Hong Kong real estate experts downplay declining prices
Hong Kong real estate experts predict a likely continuation of the current price decline through the end of 2019 but do not consider it to be leading to a crisis despite unpredictability.
Hong Kong real estate experts are downplaying predictions of a decline in housing prices that could be as much as 25 percent by the end of 2019. Pointing to traditional volatility, underlying strengths and new buyers on the horizon, analysts predict that the decline will not become a crash. But a more serious collapse in prices could result if China has a true financial crisis, says at least one analyst, and that may depend on what happens when China and the U.S. resume trade negotiations.
Declining real estate prices
Hong Kong real estate prices are dropping in one of the world’s most expensive housing markets. But this is considered normal, to some degree, as prices periodically correct and are traditionally volatile. Portwood Capital’s Peter Churchouse says that there is no crash ahead because the “basic fundamentals are pretty good” and the supply of land is limited.
Churchouse founded Portwood Capital which is a real estate investment firm based in Hong Kong. He maintains that prices could drop by as much as 20 percent by the end of 2019 but believes that is as bad as it could get. Describing Hong Kong as “the most volatile property market in the world,” Churchouse acknowledges that affordability is poor and interest rates are rising. But he also points out that unemployment is extremely low and that “interest rates are at the very low end of long-term averages.”
New buyers in 2019
Nicole Wong is feeling more positive and expects no more than a 15 percent decline. CLSA’s regional head of property research in Hong Kong points out that earlier price declines this year “corrected very quickly.” She also points to the fact that, in 2012, the Hong Kong government added a tax on property purchases for non-residents that can be as high as 30 percent. This tax has dampened purchases by new residents from China in ensuing years.
Wong expects that next year, when such residents have passed the seven-year period required to obtain permanent residency, they will begin buying property.

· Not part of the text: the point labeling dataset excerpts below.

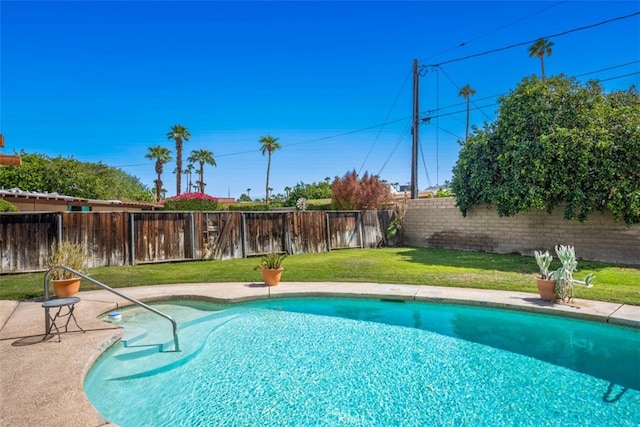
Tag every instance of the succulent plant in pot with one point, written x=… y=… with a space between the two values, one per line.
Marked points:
x=271 y=268
x=559 y=284
x=73 y=256
x=546 y=281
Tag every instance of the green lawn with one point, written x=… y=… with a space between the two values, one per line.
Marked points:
x=419 y=266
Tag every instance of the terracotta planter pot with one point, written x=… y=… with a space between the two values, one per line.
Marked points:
x=271 y=277
x=66 y=287
x=546 y=289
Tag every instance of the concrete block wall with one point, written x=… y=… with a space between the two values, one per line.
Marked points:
x=438 y=223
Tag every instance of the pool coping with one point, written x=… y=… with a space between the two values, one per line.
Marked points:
x=41 y=380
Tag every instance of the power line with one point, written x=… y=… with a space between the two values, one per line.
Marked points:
x=385 y=119
x=564 y=33
x=463 y=44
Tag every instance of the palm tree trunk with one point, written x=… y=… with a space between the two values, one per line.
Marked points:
x=178 y=165
x=201 y=174
x=267 y=187
x=466 y=134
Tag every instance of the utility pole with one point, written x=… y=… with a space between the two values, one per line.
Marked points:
x=414 y=134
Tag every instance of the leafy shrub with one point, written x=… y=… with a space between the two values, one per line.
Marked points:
x=7 y=207
x=555 y=142
x=192 y=202
x=250 y=207
x=367 y=193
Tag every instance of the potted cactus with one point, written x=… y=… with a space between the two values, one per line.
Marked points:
x=72 y=255
x=545 y=282
x=559 y=284
x=271 y=268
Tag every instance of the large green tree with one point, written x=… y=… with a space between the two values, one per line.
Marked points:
x=269 y=145
x=71 y=177
x=556 y=142
x=161 y=155
x=202 y=157
x=178 y=133
x=539 y=49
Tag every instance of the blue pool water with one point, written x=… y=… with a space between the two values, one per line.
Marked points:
x=341 y=362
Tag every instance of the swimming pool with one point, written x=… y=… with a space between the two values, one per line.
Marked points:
x=366 y=362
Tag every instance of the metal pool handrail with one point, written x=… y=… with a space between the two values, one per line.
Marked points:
x=176 y=344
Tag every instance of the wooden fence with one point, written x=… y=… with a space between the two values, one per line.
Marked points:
x=128 y=238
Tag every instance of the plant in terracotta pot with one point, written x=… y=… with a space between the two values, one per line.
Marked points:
x=546 y=281
x=558 y=284
x=72 y=255
x=271 y=268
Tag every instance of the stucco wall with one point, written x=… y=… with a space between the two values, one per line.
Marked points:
x=439 y=223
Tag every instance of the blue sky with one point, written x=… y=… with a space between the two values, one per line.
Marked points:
x=103 y=81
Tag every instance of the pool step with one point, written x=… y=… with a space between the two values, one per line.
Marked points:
x=145 y=358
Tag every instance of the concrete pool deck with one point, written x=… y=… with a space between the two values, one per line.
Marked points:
x=41 y=379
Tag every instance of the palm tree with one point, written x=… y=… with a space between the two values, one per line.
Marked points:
x=269 y=145
x=539 y=49
x=178 y=133
x=466 y=92
x=202 y=157
x=188 y=171
x=161 y=155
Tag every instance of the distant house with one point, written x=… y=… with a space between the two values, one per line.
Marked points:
x=28 y=201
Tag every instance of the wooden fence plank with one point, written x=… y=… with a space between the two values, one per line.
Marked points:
x=113 y=238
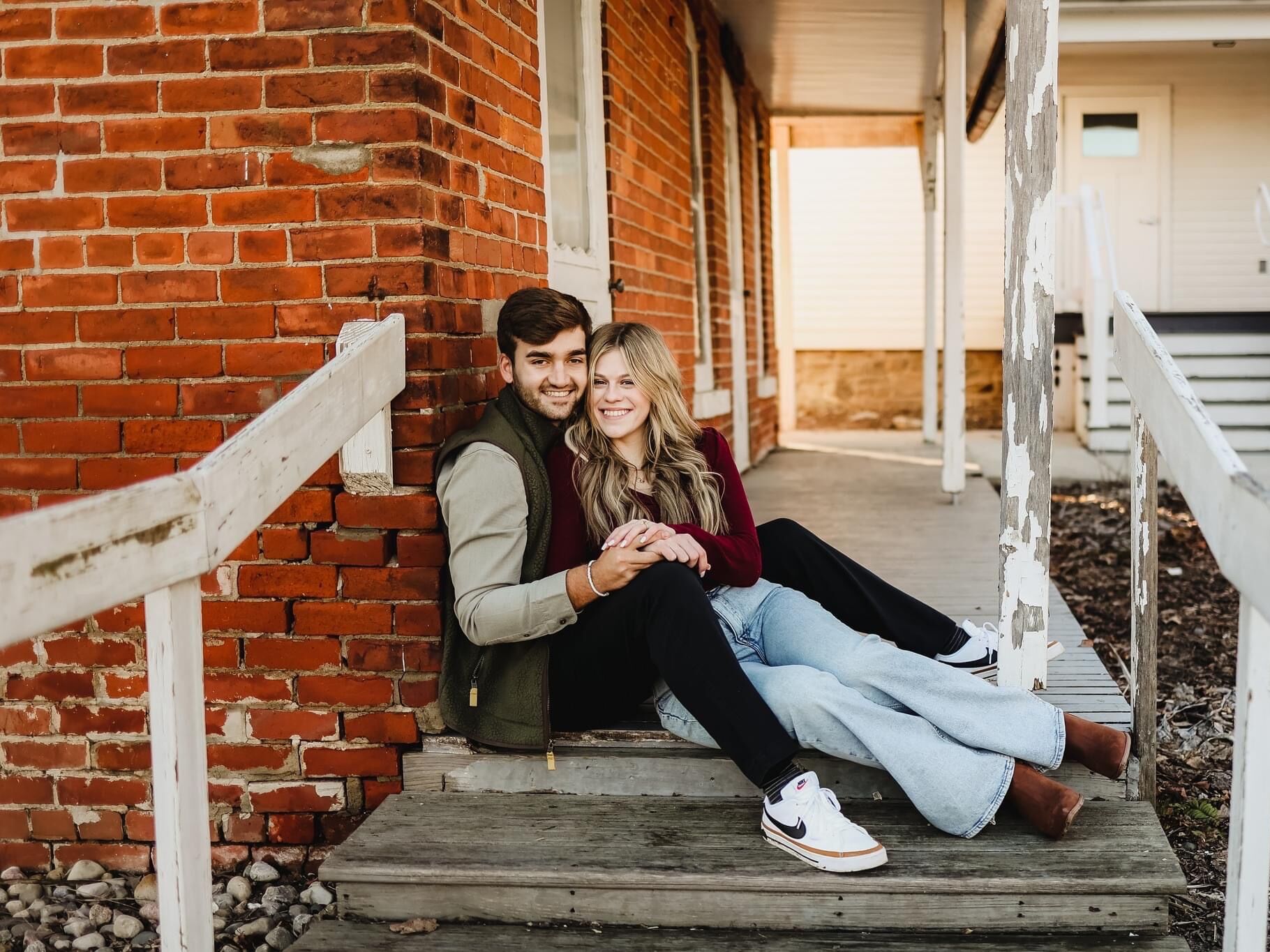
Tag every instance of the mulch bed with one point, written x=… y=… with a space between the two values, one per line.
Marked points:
x=1199 y=617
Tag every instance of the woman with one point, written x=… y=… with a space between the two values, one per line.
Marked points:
x=634 y=467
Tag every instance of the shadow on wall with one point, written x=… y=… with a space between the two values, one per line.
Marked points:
x=883 y=390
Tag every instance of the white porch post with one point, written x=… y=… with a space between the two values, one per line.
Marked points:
x=784 y=275
x=1031 y=149
x=930 y=348
x=954 y=246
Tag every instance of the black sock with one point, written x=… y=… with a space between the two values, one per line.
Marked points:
x=957 y=642
x=779 y=777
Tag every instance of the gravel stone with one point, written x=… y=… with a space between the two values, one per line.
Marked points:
x=85 y=870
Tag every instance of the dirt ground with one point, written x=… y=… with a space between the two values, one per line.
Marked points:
x=1198 y=630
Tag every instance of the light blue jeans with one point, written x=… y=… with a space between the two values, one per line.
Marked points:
x=949 y=738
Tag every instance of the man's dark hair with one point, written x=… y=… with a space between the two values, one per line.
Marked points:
x=536 y=315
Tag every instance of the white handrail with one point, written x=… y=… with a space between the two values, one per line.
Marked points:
x=155 y=540
x=1234 y=512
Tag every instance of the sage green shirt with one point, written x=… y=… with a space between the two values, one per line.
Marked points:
x=481 y=495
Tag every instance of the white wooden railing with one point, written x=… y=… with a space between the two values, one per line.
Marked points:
x=156 y=538
x=1234 y=512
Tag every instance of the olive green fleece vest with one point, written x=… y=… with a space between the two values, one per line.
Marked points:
x=508 y=683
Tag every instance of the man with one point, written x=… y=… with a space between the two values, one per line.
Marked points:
x=518 y=659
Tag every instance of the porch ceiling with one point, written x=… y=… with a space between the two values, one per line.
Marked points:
x=853 y=57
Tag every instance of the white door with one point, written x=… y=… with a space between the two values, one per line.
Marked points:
x=573 y=133
x=1119 y=144
x=735 y=283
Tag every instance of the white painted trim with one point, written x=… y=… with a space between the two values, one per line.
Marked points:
x=1163 y=22
x=709 y=404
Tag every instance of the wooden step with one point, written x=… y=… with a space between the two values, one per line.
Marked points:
x=337 y=936
x=700 y=862
x=649 y=763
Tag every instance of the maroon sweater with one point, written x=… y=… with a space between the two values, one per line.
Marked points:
x=734 y=555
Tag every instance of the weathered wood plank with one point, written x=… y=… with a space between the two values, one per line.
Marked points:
x=336 y=936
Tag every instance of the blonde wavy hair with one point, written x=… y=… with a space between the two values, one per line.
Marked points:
x=684 y=485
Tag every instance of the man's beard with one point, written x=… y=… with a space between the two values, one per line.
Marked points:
x=539 y=404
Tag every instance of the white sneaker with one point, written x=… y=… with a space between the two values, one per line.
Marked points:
x=808 y=822
x=978 y=656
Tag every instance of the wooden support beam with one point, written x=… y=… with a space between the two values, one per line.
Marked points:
x=1143 y=651
x=1031 y=150
x=178 y=746
x=930 y=347
x=952 y=478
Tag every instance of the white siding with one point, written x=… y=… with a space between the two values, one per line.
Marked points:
x=858 y=213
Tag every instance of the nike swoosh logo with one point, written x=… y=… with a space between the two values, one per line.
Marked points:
x=795 y=832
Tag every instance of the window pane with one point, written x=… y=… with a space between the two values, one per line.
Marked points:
x=567 y=125
x=1109 y=135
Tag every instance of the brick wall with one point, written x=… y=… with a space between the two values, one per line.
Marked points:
x=193 y=198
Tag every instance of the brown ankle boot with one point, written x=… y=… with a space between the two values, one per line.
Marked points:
x=1045 y=803
x=1100 y=748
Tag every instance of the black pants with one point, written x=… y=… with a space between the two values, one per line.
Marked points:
x=605 y=665
x=798 y=559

The elimination of the tax for this cohort combined with reduced prices should lead to an increase in buyers despite other concerns.
China may be the problem
However, investment management firm JLL takes a darker view and expects declines of as much as 25 percent if the U.S.-China trade war deepens. And Churchouse states that “unless we get a financial crisis in China or something like that, I think we’re looking at a correction — not a crisis.” But many uncertainties lie ahead for the Hong Kong property market given that China’s economy is slowing and the trade war could well intensify.
In the third quarter of 2018, China’s economy grew 6.5 percent, its slowest growth since 2009. The combined effects of government attempts to “rein in high levels of debt” and the tariff war with the U.S. led to a slowdown that, in October, economist Julian Evans-Pritchard expected to “bottom out around the middle of next year.”
In addition, Chinese stocks are in trouble and some experts feel that a “recovery may not come until the second half of 2019.” Such sentiments assume positive happenings in the first half of 2019. But Tsinghua University professor of finance Zhu Ning states, “there’s really not much impetus for the market to rebound.” He continues, “I wouldn’t be too optimistic about the market next year.”
Yet Julian Evans-Pritchard’s prediction came prior to the agreement of a cease-fire in the tariff war agreed upon by Presidents Donald Trump and Xi Jinping at the recent G20 gathering in Buenos Aires. With negotiations to be concluded in March, a positive outcome for China in the tariff war might be just the psychological and economic boost the nation requires. But that depends greatly on whether the two nation’s leaders can find common ground.
The Presidential factor
If Hong Kong real estate prices depend on a peaceful resolution to the trade war between China and the U.S., then no one can predict with any certainty what lies ahead. Chinese President Xi Jinping’s recent end-of-year speech is being widely described as “defiant.” It is quite possible that with China’s current economic problems, its aggressive military behavior and a desire to look strong, Xi will take a tough stance during negotiations.
President Trump is the real wild card in this situation. He has shown a willingness to accept superficial agreements in previous talks yet is at a crisis point in his administration which is likely to deepen in 2019. Trump is the focus of multiple legal investigations. His cabinet just lost its final general. The stock market is collapsing. And the government is again shutting down. If the Syrian withdrawal occurs, as stated by the President, a Turkish-led bloodbath in Syria will likely receive incredible amounts of global media coverage.
Given those circumstances, Trump may consider it necessary to make overly powerful moves in relationship to China leading to an all-out trade war that would be difficult for China’s economy. Then again, he might seek a reasonable resolution that makes him look good and does not hurt China. No one knows.
Hong Kong’s future
It may seem odd that a discussion of Hong Kong real estate prices led to a consideration of the current state of the White House. But such is the reality for a volatile real estate market dependent on international financial relations. It is clear that 2019 will be a difficult year for Hong Kong real estate. Whether or not a collapse is ahead remains to be seen.